I disagree with the company’s particularly public stance on a social issue. I hope it turns out to be a bad business move. If a company were saying it doesn’t support interracial marriage, for example, all sorts of people would be mad. I’ve chosen not to allow my money to support this company. I’ve asked my friends to do the same if they feel as compelled as I do. This is a first for me. I tend to think that just because I disagree with a business on a social issue, I can support the business for the specific product it supplies. Chick-Fil-A — by being so public and supporting such hateful groups, though — is different to me.

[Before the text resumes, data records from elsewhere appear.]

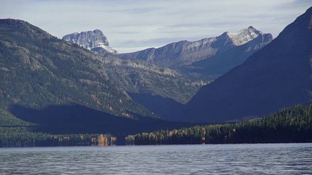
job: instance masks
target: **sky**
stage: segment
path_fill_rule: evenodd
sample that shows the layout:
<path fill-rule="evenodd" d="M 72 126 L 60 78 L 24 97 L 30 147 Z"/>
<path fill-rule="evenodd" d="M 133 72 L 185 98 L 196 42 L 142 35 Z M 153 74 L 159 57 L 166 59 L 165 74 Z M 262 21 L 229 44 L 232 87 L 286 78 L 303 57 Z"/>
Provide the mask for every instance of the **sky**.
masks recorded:
<path fill-rule="evenodd" d="M 250 26 L 275 37 L 312 0 L 0 0 L 0 18 L 26 21 L 60 38 L 99 29 L 124 53 Z"/>

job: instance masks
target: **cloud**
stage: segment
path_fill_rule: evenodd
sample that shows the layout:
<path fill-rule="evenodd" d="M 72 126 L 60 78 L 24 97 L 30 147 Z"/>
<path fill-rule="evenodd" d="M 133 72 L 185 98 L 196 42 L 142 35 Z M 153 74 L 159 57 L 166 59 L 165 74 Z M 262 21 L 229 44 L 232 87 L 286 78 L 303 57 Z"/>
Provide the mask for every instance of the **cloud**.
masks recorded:
<path fill-rule="evenodd" d="M 310 0 L 3 0 L 0 18 L 27 21 L 59 38 L 98 29 L 124 52 L 251 25 L 276 36 L 311 5 Z"/>

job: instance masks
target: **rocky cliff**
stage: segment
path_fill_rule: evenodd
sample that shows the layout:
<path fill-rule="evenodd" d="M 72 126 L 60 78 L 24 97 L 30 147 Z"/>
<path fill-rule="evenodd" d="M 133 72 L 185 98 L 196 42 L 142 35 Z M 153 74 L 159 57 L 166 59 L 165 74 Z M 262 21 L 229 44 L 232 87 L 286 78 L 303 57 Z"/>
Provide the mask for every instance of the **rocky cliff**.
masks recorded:
<path fill-rule="evenodd" d="M 225 32 L 217 37 L 196 41 L 181 41 L 118 56 L 141 59 L 188 73 L 220 75 L 243 63 L 272 39 L 271 34 L 263 34 L 250 26 L 234 33 Z"/>
<path fill-rule="evenodd" d="M 62 39 L 76 43 L 87 49 L 104 53 L 118 53 L 117 51 L 110 47 L 106 36 L 98 29 L 67 35 L 63 36 Z"/>
<path fill-rule="evenodd" d="M 184 119 L 213 122 L 261 117 L 311 104 L 312 17 L 311 7 L 242 65 L 202 87 L 188 104 Z"/>

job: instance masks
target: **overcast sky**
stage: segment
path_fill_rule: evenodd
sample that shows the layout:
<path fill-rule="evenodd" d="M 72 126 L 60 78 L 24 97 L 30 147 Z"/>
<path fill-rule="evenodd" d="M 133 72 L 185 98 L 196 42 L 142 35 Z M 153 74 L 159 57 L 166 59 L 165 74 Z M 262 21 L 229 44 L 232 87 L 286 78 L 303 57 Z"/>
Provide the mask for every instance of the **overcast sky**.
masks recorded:
<path fill-rule="evenodd" d="M 275 37 L 311 6 L 312 0 L 0 0 L 0 18 L 22 19 L 59 38 L 99 29 L 122 53 L 251 25 Z"/>

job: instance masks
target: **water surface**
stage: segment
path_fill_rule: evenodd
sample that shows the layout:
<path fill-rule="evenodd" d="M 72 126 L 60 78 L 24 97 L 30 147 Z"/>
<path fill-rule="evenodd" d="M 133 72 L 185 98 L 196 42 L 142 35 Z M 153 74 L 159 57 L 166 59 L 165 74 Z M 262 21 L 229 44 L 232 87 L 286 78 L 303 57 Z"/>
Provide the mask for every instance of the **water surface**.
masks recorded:
<path fill-rule="evenodd" d="M 0 174 L 312 174 L 312 143 L 0 148 Z"/>

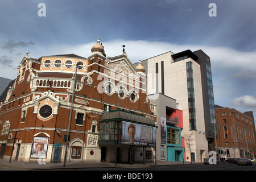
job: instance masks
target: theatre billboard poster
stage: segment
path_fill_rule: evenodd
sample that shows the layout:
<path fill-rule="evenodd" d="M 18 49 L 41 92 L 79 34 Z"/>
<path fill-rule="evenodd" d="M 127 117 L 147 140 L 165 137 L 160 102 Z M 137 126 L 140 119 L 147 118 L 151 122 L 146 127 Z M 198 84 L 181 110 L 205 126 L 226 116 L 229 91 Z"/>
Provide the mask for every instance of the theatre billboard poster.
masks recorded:
<path fill-rule="evenodd" d="M 156 131 L 155 127 L 123 121 L 122 144 L 155 147 Z"/>
<path fill-rule="evenodd" d="M 48 140 L 47 137 L 34 137 L 31 158 L 46 159 Z"/>

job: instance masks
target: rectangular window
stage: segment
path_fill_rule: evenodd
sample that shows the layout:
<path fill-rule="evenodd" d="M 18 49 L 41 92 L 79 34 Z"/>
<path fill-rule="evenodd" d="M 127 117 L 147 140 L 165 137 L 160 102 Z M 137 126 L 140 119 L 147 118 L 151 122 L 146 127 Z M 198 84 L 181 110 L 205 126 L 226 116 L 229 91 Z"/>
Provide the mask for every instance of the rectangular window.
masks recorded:
<path fill-rule="evenodd" d="M 92 133 L 95 133 L 96 130 L 96 126 L 93 125 L 93 128 L 92 128 Z"/>
<path fill-rule="evenodd" d="M 167 144 L 180 144 L 180 130 L 178 129 L 169 127 L 167 129 Z"/>
<path fill-rule="evenodd" d="M 81 158 L 81 152 L 82 147 L 72 147 L 72 158 Z"/>
<path fill-rule="evenodd" d="M 82 125 L 83 121 L 84 121 L 84 114 L 77 113 L 77 115 L 76 116 L 76 124 Z"/>
<path fill-rule="evenodd" d="M 187 81 L 188 86 L 188 109 L 189 115 L 189 130 L 196 130 L 196 107 L 192 62 L 186 63 Z"/>
<path fill-rule="evenodd" d="M 26 110 L 23 110 L 22 111 L 22 122 L 25 122 L 25 118 L 26 118 Z"/>
<path fill-rule="evenodd" d="M 158 63 L 155 64 L 155 88 L 156 93 L 158 93 Z"/>
<path fill-rule="evenodd" d="M 162 93 L 164 94 L 164 62 L 161 61 L 161 86 Z"/>

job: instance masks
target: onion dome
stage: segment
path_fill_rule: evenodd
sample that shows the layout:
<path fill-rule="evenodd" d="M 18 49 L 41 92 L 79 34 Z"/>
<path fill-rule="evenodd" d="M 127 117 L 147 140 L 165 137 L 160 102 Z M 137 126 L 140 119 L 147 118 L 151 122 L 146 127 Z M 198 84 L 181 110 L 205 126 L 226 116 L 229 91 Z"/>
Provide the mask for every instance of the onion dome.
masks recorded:
<path fill-rule="evenodd" d="M 135 67 L 135 69 L 137 71 L 137 72 L 138 72 L 144 73 L 145 72 L 145 68 L 144 68 L 144 67 L 143 65 L 142 65 L 141 63 L 141 61 L 139 60 L 139 64 L 138 65 L 138 66 L 137 66 Z"/>
<path fill-rule="evenodd" d="M 92 52 L 101 52 L 102 54 L 104 54 L 104 48 L 100 44 L 100 39 L 98 38 L 98 40 L 97 41 L 97 44 L 94 46 L 93 46 L 93 47 L 92 48 L 91 51 Z"/>

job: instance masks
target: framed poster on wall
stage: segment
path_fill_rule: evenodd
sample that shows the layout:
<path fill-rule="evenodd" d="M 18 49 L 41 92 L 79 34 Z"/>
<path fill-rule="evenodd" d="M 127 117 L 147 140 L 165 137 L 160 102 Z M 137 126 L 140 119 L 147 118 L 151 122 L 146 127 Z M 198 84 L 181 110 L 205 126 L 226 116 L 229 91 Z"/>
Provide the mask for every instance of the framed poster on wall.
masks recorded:
<path fill-rule="evenodd" d="M 32 146 L 31 158 L 46 159 L 47 153 L 48 137 L 34 137 Z"/>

But we need to be careful. Far too often, we become so frustrated at the other side that we begin to act like them. We show the same level of intolerance that they show. This hurts our cause. If we truly are fighting for equality and equality alone, we will get there without using the same, unattractive tactics the other side uses to stop progress. Whenever I’m having a conversation with someone who disagrees with me, I always try to do a few things. First, I try to operate within the parameters of their argument. In other words, I try to frame my argument based on what they are arguing. Next, I always try to legitimately¬†understand their perspective. If I’m asking them to understand mine, it’s only fair. Finally, I admit that it’s OK to disagree. And if I feel strongly enough about an issue and we can’t agree, it might affect our relationship. I’m willing to accept this. This is life.

I fully agree that Chick-Fil-A has a ridiculously outdated and hateful stance on my right to be equal. I fully agree that the company is supporting policies that demonize a group simply because it — for whatever reason — doesn’t like them. I fully agree that you can’t base the law of the land on a single religious viewpoint. And the thing is — I bet Chick-Fil-A would agree with me on that, too, if someone were trying to pass law in the country based on Islamic law, for example.

But please — when indicting a group for professing its beliefs, watch yourself. Don’t become exactly what you’re fighting against.


8 thoughts on “Chick-Fil-A

  1. Good Post Kyle. I can’t tell you how many Chik-Fil-A sandwiches I’ve eaten in my lifetime, too many to count but I can tell you how many Ive eaten since Dan Cathy made his statement–Zero. A lot of my friends, including some of my gay friends disagree and that’s OK with me, I just don’t want any of my money going to a company that actively & publicly supports denying basic human rights to the point where they financially support a group that wants to criminalize homosexuality. We can’t be opposed to those who want to legislate love and then turn around and hate them for their views. That sends a conflicting message.

  2. You make a great point about becoming just like the side we dislike. At work this was a big discussion when some one mentioned having lunch there. I don’t agree with their views and I can’t tolerate any type of discrimination. Everyone’s entitled to their own opinions, regardless of what ridiculous thing they allow to influence that opinion. BUT, I work far to hard for the little money I make and there is no way in hell I’m going to financially support what I feel is ignorance. Great post!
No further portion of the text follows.